On May 14, 2010, at 3:38 PM, David Hyatt wrote:

> On May 14, 2010, at 3:06 PM, Daniel Glazman wrote:
> 
>> Le 14/05/10 20:30, David Hyatt a écrit :
>> 
>>> The WebKit implementation has been around forever. I am not sure exactly when I implemented it, but at the time I don't recall ::selection being labeled as "at risk", and I went to a CR spec for details on how to implement it.   CR means you can drop the vendor prefixes as far as I'm concerned.
>>> 
>>> In terms of timing it's a lot like text-shadow.  We implemented it in WebKit a long long time ago back when it was in a CR/PR spec and not labeled as being at risk.
>>> 
>>> To retroactively accuse us of being sloppy with vendor prefixes because years later the WG decided they didn't like it is unfair.
>>> 
>>> Know your history,
>> 
>> Being the original author and editor of that spec, I know it pretty
>> well, thanks. As I said previously, we have a hole in our process.
>> ::selection was dropped after a first CR. So if we want to reach future
>> interoperability on a feature that was dropped, the only real solution
>> is to go back to vendor prefixes or suffer painful comments à la "we
>> have users already relying on this".
> 
> The problem is once something is shipped with no vendor prefix, the genie is out of the bottle.  We can't then ship a new version that breaks a feature that people may have come to rely upon.  It's also not realistic to expect to wait until PR to drop the vendor prefixes.  It's also not realistic to expect the vendor to put the prefix back onto the property after shipping a version with no prefix.

I think this is a very good point, in principal. Once a feature is in CR, it no longer requires a prefix. Once that ships, the genie can't be stuffed back in the bottle. My view is that it CAN, however, be treated otherwise the same as if it were prefixed, if the CR goes back to draft. Which is to say, that it may change significantly (noting that the WG tends to maintain existing interoperable behavior).

That said, I don't think the Web would break much if ::selection went away or changed completely in a way incompatible with existing ::selection implementations.


> It's important that if ::selection is specified, that it doesn't try to dictate a model that is incompatible with the UA's selection model.  The UA needs to have the flexibility to interpret the specified properties in a way that is compatible with its model.

It already is incompatible with Webkit on iPhones. Or vice versa. On iPhones and iPads, the selection area is a translucent shape in front of the page, with what appears to be an ink effect (looks like "multiply" or "darken" in Photoshop parlance, but I'm not sure; it doesn't lighten black text, but it does darken red text). That shape can select across multiple inline elements, but becomes a single rectangle when selecting across more than one block display or table-* display box. There do not appear to be any new per-element boxes inserted around the text and above the background.
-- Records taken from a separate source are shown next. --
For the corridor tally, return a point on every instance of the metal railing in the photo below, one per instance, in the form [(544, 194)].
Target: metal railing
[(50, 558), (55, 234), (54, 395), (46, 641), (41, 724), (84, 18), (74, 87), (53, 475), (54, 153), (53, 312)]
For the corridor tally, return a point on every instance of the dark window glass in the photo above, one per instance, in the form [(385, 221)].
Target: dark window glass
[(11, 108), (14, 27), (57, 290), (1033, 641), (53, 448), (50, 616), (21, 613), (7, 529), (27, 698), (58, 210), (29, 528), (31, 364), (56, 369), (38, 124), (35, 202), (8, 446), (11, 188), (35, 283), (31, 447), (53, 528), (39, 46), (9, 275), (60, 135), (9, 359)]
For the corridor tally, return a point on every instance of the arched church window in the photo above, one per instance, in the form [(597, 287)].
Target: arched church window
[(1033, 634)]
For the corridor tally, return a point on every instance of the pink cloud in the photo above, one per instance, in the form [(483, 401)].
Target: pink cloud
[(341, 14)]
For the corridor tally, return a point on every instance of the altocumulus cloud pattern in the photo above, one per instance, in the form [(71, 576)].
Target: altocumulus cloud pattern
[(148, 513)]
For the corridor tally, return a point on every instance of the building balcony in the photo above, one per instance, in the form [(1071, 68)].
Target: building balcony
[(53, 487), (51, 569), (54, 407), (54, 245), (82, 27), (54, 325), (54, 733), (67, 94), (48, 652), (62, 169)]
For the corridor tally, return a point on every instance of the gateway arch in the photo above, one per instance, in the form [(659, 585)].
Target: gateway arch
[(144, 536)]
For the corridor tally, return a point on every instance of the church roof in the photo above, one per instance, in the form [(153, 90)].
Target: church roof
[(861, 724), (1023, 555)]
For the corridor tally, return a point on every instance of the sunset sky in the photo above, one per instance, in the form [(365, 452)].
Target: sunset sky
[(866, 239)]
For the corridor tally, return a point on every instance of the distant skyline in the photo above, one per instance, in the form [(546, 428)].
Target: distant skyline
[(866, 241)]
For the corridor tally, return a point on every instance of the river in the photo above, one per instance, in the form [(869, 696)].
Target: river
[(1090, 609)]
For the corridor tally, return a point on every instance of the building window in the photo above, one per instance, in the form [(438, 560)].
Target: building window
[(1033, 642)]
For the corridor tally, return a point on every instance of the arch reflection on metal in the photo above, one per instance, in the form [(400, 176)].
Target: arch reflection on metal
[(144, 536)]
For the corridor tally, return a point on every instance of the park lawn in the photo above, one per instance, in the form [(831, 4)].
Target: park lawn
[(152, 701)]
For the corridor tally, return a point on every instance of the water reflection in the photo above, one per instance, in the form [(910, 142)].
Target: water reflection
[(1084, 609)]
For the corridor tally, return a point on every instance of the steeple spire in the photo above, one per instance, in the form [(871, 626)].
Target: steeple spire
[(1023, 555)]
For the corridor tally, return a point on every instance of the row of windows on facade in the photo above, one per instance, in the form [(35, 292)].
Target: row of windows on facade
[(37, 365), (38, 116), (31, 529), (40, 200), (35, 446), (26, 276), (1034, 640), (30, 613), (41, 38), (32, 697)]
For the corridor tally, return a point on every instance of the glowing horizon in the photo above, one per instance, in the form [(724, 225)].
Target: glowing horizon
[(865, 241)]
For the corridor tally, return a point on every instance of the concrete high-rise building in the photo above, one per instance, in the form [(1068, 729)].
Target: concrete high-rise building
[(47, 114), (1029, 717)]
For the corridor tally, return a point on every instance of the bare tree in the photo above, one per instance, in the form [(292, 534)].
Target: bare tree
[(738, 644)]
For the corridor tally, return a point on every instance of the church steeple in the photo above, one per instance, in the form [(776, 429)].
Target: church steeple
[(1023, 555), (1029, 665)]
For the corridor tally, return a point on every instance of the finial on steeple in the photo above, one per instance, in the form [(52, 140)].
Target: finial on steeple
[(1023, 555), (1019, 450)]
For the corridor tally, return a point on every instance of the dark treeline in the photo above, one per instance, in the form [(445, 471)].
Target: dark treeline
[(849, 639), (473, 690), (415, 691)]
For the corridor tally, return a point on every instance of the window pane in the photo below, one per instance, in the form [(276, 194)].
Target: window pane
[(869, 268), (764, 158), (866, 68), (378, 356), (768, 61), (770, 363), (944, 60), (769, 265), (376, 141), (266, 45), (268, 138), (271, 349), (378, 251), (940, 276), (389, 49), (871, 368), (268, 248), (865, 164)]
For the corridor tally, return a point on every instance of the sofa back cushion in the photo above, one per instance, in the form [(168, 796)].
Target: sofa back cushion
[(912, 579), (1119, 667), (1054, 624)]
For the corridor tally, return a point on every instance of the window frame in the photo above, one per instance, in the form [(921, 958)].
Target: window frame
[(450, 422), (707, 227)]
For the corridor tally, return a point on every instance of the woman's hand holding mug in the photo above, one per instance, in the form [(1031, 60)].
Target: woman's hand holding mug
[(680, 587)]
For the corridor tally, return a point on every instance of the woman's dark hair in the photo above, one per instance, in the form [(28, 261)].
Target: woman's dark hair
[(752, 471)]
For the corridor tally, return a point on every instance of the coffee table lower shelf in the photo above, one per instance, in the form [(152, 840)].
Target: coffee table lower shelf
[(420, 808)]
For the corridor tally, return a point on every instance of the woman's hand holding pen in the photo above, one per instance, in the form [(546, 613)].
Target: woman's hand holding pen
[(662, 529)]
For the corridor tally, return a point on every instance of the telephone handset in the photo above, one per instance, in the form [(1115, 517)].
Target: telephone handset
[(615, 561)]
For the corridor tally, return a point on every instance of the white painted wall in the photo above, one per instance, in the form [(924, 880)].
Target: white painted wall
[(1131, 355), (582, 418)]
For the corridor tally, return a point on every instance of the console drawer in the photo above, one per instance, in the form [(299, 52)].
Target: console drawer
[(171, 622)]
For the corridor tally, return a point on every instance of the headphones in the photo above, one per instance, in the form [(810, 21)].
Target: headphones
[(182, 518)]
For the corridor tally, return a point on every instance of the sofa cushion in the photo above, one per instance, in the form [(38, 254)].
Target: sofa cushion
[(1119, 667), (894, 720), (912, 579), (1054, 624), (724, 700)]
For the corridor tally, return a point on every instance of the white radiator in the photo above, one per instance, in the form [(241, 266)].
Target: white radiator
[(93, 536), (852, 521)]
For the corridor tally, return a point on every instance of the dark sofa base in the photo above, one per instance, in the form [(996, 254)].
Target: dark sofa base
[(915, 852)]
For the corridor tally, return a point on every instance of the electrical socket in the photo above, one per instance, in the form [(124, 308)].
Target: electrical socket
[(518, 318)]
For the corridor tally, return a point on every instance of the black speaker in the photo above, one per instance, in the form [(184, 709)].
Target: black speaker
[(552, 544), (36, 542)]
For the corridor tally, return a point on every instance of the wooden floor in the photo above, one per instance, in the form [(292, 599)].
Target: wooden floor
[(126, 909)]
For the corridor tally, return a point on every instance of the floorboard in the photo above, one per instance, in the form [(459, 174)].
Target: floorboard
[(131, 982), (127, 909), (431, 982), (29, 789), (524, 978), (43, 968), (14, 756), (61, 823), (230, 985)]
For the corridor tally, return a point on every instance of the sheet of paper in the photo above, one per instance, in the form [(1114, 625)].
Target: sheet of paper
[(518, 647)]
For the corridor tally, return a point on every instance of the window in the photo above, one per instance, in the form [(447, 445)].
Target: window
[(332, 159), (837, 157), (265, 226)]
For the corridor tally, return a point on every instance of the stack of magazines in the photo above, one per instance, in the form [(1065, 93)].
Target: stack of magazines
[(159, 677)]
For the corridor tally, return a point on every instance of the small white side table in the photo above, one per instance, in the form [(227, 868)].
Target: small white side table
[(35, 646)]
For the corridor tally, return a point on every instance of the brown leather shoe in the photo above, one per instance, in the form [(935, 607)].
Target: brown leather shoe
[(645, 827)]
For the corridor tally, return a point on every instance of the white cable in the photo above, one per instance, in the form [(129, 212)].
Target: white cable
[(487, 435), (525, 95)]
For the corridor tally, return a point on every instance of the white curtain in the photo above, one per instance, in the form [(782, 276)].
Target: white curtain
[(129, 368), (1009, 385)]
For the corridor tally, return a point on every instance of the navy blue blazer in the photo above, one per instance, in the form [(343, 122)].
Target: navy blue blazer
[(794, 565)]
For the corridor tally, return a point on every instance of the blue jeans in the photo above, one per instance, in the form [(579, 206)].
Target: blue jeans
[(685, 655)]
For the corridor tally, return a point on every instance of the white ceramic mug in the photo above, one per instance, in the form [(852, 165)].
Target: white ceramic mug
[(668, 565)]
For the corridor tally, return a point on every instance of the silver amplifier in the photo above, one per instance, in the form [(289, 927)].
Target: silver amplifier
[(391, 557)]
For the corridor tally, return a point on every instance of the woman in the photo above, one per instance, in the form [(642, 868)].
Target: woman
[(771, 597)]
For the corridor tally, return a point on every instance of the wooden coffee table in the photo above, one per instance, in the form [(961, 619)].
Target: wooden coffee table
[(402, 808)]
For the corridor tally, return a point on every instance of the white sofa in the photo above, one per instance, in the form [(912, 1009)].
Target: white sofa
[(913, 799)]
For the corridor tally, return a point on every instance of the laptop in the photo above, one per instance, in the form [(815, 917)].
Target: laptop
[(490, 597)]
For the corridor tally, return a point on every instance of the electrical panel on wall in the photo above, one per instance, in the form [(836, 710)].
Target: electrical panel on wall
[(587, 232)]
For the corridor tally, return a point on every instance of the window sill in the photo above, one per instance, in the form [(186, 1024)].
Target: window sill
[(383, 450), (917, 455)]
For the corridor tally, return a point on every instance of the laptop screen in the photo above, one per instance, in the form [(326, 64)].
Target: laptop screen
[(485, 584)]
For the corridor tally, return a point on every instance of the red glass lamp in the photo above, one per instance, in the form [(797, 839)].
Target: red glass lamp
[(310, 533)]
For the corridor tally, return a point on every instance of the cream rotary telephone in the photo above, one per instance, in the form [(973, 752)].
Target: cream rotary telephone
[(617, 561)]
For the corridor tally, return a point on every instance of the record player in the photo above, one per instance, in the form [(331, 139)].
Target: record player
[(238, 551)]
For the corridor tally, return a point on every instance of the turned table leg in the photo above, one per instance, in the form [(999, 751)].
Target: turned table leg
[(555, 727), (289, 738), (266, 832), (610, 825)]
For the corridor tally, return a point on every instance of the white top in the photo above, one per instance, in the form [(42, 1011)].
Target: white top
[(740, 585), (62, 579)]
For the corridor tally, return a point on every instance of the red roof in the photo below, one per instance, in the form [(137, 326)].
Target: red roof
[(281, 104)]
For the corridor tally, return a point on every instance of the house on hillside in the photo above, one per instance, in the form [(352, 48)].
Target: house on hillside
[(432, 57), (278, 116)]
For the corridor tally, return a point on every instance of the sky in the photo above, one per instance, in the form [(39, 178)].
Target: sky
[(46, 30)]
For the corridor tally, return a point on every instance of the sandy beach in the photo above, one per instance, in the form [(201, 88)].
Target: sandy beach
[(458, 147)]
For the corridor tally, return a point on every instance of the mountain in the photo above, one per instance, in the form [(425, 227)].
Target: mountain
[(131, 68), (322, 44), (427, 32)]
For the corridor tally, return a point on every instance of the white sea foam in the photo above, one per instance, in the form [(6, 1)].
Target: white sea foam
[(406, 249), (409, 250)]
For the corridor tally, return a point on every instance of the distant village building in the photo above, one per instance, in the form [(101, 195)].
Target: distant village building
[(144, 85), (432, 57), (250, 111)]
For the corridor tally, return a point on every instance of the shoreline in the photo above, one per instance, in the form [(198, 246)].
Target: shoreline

> As some have noted, WebKit has a very very different style of selection than other browsers (a model primarily motivated by the desire to match the way selection works elsewhere on OS X).  It applies to more than just text, involves gap filling in margins, etc.,

Yeah, I hate that. When that first appeared, it was a major WTF. I don't notice any other OS X app with selection behavior anywhere close to that, which may be because regular apps are built with so many boxes within boxes within boxes (most without margins), that it is an undetectable behavior.

> and does do color manipulation to ensure that the selection colors match when you both wash over animage or paint behind text.